Petizione dei residenti al sindaco e alla Protezione civile: “Viviamo da un anno con le transenne”

Centosettantasei firme per chiedere un intervento immediato di messa in sicurezza del costone roccioso dell’ex cava di Monte Urpinu, sul versante di via Raffa Garzia. La petizione è stata inoltrata dai residenti al sindaco e alla Protezione civile, dopo un anno dalla prima frana che ha costretto l’amministrazione al posizionamento delle transenne lungo tutta la strada, rendendo impraticabile il marciapiede e creando disagi e preoccupazione tra gli abitanti. “Dopo mesi, ieri sono stati rimossi i detriti – spiegano i residenti – ma le transenne rimangono ancora lì”.
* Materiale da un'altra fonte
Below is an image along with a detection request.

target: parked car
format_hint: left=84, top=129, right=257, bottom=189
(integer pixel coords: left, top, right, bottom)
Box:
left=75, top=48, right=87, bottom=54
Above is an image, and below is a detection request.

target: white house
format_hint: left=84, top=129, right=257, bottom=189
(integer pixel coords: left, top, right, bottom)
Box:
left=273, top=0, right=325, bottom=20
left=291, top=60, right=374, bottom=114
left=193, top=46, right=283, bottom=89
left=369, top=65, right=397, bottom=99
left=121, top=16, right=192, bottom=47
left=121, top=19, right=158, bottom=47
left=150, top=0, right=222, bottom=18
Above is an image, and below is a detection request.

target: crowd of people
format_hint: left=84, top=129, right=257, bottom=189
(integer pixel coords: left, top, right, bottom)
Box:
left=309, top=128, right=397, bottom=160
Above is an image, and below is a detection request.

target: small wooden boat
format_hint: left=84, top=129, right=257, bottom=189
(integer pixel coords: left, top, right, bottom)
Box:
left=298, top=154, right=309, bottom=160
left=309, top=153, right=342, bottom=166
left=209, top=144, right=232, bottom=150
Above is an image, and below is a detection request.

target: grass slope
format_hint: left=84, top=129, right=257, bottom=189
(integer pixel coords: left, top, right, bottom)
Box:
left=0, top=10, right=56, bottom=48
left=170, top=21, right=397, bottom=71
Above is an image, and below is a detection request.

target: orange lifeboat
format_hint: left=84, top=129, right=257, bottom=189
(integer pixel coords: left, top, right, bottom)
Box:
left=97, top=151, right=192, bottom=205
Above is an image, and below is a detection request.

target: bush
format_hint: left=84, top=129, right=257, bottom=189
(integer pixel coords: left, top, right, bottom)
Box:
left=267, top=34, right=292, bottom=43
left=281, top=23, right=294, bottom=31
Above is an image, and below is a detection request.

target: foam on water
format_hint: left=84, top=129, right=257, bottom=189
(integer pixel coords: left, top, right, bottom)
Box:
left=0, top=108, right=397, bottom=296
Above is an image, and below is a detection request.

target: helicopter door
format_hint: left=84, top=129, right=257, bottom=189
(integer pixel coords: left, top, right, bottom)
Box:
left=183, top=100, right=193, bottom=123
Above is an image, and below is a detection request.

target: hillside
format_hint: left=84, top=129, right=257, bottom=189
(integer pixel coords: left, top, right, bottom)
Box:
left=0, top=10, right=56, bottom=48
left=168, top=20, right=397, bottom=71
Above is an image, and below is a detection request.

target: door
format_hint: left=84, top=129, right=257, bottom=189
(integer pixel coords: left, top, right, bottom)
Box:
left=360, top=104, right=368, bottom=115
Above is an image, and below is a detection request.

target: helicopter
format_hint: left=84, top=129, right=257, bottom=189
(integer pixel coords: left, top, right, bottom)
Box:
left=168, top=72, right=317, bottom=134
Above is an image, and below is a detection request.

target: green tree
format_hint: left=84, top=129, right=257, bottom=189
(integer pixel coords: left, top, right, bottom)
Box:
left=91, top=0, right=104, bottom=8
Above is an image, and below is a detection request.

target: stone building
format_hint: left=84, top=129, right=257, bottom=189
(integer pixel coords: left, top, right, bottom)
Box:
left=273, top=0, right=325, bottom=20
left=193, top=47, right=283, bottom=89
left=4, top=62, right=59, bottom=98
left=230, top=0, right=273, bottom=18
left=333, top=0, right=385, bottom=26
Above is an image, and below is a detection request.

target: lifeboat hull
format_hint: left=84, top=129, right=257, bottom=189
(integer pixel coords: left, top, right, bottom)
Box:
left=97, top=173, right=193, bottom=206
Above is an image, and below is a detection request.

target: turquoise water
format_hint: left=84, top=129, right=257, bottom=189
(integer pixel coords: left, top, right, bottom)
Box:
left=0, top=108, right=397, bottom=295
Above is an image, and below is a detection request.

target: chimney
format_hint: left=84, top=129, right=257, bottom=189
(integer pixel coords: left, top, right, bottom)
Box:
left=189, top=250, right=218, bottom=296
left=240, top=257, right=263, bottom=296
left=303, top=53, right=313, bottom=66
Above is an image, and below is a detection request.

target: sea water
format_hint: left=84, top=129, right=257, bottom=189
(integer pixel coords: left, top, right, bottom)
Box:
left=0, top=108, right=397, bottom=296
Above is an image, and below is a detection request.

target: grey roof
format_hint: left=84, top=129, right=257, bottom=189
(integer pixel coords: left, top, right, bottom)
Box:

La petizione. “Da oltre un anno il costone roccioso dell’ex cava continua a franare mettendo in grave pericolo l’incolumità di noi cittadini – si legge nel documento inviato al sindaco Zedda – Più volte è intervenuta la Protezione Civile che ha transennato la zona di smottamento in attesa di urgenti e complessive opere di messa in sicurezza. A tutt’oggi, tuttavia, non è stato fatto nulla e la situazione è ulteriormente peggiorata. A fronte del costante e gravissimo rischio a cui siamo forzatamente sottoposti, chiediamo che l’amministrazione comunale provveda a mettere definitivamente in sicurezza l’intera area con gli interventi tecnici più idonei e duraturi, e che per fare questo ci sia un maggiore coinvolgimento dei cittadini”.